一方、世界全体の同時期(2020年12月末時点)における純資産残高は約7兆7370億ドル(約800兆円)。中でも世界最大のETF市場であるアメリカは、日本の約10倍以上の約5兆3160億ドル(約550兆円)の規模を誇っており、個人にも広く利用されています。
アメリカでこれほどまでに広がった理由には、複合的な要因があると考えられますが、一因として、IFA(Independent Financial Advisor:独立系ファイナンシャルアドバイザー)の文化が早くから根付いていたことが影響しているとも言われます。アメリカのIFA は、証券取引委員会(SEC)にブローカー・ディーラーとして登録する者と、投資顧問業者(RIA:Registered Investment Advisor)として登録する形態があり、後者については資産残高に応じて手数料を取る報酬体系が一般的であるため、保有コストが低いETFと相性が良く、実際に広く利用されてきました。日本のIFAも近年、本場アメリカのように資産残高に応じた手数料の報酬体系に変更する動きもあり、そうした観点でも、日本のETFの成長・拡大余力はまだまだ大きいものと想像しています。

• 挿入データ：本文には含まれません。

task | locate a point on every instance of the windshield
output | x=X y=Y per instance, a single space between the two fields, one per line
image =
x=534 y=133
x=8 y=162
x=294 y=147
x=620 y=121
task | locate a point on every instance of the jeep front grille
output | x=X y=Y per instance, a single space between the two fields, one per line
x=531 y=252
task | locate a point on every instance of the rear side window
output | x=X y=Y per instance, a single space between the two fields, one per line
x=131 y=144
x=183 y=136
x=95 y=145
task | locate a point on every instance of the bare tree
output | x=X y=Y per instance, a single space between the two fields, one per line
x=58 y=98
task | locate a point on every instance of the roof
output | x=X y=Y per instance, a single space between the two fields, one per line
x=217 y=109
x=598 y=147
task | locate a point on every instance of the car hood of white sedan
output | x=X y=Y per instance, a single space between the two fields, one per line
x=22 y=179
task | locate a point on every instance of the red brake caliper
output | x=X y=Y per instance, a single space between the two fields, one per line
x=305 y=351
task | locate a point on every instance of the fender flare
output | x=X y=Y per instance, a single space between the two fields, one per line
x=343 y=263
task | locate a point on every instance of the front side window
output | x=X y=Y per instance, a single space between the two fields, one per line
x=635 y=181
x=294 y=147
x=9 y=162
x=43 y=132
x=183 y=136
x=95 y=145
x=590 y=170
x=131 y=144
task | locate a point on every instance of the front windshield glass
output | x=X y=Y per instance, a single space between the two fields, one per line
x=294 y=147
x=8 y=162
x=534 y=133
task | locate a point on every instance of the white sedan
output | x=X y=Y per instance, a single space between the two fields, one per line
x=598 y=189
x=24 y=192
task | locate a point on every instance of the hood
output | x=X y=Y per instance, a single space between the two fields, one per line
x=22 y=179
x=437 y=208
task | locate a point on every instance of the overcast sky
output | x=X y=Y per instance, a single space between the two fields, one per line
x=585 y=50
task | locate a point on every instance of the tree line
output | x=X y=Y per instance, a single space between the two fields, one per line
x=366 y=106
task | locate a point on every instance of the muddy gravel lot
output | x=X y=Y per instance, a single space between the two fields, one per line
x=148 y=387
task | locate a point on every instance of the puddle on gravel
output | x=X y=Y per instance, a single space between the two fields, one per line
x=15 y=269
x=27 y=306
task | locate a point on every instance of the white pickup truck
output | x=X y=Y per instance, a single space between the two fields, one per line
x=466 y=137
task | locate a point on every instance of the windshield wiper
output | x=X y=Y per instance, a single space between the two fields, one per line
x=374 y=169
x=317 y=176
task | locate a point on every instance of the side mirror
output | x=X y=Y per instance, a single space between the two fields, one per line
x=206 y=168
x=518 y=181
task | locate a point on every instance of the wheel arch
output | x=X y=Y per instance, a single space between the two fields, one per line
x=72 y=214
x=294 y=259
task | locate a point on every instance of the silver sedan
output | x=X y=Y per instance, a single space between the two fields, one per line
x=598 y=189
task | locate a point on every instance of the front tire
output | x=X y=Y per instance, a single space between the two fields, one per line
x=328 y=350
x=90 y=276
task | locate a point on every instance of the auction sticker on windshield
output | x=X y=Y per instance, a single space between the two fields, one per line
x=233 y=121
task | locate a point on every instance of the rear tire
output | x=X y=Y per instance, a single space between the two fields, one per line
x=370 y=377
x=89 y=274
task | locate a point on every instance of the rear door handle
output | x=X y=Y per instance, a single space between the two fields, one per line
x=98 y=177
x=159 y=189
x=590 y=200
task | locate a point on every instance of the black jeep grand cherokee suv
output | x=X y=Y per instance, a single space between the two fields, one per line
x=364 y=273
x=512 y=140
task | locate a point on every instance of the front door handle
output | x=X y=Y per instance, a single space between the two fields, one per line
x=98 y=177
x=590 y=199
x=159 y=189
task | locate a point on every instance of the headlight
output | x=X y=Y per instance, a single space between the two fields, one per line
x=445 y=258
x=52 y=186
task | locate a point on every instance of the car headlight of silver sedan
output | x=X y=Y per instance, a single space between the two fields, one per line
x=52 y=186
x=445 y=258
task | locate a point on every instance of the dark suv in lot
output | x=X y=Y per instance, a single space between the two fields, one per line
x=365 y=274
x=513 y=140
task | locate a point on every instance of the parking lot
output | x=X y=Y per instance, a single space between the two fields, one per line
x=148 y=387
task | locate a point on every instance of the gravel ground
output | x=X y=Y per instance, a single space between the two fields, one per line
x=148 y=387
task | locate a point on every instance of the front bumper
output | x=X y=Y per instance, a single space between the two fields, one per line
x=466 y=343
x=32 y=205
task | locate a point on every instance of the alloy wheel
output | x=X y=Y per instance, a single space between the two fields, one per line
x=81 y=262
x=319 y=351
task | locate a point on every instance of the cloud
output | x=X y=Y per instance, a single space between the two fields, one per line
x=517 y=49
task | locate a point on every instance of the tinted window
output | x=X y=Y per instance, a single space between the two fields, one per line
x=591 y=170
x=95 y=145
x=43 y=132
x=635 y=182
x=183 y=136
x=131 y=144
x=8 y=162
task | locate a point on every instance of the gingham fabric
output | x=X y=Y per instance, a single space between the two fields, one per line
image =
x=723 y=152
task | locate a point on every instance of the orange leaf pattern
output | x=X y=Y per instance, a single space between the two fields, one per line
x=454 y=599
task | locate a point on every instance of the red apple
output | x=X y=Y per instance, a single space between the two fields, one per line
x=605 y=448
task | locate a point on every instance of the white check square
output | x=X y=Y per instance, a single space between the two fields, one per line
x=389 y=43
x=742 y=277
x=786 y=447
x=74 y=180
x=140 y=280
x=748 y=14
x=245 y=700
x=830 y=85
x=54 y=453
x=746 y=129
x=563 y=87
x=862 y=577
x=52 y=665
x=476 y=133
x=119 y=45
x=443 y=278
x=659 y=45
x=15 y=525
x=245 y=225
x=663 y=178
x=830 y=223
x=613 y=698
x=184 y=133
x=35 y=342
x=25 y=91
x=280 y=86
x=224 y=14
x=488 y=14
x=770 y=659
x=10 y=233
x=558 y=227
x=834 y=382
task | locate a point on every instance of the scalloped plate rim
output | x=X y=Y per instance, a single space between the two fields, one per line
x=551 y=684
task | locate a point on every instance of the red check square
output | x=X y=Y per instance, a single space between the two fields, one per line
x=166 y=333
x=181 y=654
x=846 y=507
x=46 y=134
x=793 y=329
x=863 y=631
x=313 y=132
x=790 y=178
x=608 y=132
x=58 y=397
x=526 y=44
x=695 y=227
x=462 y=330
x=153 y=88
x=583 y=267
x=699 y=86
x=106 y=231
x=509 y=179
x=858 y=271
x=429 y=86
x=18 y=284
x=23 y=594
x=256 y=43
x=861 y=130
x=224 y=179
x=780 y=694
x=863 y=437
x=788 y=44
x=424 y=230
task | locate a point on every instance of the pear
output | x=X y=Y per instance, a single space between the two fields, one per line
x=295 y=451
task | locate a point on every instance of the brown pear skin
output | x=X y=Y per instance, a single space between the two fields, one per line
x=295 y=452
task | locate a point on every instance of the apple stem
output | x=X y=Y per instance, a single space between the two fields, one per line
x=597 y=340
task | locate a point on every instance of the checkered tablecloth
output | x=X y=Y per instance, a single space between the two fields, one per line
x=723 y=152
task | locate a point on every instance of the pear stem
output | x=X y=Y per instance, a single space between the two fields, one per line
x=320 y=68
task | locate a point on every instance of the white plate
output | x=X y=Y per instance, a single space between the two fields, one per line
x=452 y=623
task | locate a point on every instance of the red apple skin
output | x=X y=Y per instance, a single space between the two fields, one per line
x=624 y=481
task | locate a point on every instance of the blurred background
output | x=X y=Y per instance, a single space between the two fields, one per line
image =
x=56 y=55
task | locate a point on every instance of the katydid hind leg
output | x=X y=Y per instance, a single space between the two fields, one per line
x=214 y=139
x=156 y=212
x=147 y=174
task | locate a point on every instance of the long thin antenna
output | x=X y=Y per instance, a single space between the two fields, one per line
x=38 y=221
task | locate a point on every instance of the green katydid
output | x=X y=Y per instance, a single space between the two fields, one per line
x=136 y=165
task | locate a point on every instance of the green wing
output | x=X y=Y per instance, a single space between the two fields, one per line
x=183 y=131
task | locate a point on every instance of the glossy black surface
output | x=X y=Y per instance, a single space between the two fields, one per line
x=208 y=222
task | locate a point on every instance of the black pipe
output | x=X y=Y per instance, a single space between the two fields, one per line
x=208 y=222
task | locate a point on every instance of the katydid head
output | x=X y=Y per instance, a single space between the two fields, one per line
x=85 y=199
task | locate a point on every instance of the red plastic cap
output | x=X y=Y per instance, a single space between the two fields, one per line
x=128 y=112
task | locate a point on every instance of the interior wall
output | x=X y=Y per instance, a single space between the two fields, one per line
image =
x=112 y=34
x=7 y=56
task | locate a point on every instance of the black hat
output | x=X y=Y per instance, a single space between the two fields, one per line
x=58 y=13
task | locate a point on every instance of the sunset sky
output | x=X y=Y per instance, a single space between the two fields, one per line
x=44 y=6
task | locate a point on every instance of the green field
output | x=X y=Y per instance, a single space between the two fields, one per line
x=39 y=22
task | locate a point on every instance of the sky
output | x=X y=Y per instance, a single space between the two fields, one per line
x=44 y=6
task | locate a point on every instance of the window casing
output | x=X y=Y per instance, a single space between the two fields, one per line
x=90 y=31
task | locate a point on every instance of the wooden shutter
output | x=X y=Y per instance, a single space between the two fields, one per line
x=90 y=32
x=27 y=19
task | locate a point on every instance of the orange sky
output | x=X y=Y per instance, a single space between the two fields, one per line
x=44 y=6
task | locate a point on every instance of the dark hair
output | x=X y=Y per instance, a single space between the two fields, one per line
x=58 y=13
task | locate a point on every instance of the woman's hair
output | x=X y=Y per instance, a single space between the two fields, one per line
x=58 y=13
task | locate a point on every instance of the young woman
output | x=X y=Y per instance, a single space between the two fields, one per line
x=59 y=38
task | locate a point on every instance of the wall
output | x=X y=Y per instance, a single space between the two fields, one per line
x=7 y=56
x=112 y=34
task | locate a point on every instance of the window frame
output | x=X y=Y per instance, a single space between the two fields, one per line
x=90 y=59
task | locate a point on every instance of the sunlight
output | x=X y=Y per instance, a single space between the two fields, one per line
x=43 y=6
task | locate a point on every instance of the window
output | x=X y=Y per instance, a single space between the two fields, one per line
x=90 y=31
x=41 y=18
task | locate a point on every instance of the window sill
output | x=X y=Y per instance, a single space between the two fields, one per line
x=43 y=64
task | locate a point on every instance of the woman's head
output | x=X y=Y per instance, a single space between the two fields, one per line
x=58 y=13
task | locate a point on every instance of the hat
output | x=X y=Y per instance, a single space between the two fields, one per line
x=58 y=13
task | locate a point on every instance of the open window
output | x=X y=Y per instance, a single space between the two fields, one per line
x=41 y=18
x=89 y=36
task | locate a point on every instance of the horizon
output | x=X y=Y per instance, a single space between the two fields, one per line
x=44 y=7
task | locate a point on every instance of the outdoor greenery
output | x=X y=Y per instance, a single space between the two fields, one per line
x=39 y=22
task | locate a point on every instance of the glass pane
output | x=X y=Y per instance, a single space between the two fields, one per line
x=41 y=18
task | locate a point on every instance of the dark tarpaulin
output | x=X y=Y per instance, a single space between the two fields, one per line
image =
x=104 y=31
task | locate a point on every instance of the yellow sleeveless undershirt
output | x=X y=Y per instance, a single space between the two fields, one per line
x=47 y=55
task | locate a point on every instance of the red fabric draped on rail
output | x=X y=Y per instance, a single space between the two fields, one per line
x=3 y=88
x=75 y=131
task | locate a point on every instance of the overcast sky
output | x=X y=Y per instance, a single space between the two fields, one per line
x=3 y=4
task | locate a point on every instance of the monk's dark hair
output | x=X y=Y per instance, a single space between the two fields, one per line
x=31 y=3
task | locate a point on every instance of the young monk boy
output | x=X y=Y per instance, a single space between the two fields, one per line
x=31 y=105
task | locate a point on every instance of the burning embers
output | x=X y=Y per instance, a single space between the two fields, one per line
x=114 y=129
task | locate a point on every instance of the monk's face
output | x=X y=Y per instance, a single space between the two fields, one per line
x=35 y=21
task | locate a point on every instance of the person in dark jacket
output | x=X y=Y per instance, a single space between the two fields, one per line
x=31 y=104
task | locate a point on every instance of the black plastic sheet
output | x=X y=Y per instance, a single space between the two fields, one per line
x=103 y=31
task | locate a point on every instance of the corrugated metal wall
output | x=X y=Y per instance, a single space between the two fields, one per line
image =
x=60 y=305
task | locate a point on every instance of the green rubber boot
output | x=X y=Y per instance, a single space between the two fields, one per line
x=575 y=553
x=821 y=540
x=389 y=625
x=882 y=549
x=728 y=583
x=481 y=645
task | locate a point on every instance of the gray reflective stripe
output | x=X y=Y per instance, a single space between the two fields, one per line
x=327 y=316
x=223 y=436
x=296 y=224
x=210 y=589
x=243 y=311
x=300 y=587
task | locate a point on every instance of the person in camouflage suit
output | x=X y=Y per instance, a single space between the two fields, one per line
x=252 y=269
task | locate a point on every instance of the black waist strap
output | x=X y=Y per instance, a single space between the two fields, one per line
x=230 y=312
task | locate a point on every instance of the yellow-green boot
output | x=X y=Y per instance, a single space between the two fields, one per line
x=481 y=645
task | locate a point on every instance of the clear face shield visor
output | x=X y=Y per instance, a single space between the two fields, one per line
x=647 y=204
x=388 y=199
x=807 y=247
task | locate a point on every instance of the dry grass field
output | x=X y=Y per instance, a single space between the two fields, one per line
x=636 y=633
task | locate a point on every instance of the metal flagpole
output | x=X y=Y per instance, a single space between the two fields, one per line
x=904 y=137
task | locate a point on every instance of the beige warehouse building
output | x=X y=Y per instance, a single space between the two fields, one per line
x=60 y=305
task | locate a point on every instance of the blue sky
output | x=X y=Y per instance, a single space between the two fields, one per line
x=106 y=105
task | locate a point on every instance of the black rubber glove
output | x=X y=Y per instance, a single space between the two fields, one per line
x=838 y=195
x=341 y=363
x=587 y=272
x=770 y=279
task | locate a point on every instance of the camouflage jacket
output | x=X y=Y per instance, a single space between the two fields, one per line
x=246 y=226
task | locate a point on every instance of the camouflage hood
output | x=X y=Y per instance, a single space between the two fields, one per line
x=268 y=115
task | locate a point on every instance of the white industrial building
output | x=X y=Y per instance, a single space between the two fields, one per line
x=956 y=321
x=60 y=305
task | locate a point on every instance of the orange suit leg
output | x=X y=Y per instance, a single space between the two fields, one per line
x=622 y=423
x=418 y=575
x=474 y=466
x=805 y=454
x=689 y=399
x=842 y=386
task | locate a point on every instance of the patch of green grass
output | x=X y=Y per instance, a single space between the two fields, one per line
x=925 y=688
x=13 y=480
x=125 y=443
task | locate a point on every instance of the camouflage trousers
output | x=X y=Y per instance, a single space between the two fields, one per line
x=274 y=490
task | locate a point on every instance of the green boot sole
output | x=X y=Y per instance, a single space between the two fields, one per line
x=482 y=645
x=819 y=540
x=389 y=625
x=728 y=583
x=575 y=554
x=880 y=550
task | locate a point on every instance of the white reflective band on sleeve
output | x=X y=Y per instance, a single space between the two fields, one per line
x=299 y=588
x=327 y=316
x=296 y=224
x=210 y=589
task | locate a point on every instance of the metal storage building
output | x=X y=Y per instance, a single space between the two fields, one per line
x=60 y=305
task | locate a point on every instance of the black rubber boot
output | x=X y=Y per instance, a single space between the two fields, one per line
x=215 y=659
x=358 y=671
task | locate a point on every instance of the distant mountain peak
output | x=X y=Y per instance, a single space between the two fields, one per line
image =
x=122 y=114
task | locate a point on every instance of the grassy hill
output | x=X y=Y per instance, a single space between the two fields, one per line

コストが低く、透明性があり、市場で機動的に売買できるといった特性を持ち、世界中で利用が拡大しているETFという金融商品を、この機会にぜひ、日本の個人投資家の皆様にも知っていただけると幸いです
次回は、ETFの最新のトレンド等について紹介していきます。
なお、本稿の内容は筆者個人の見解によるものであり、筆者が所属する東京証券取引所の公式見解を示すものではないことをお断りしておきます。
※受益者数の定義については、各ETFの2020年7月31日以前に到来した最終決算日現在の受益者名簿に基づき算出した数値である。またETF間の名寄せを行うことができないため、全ETF合計の算出にあたっては、各ETFの受益者数を単純に合算した「延べ人数」を用いている。そのため、1 人で10 銘柄保有している受益者は、全ETFの合計において10 名の受益者としてカウントしている。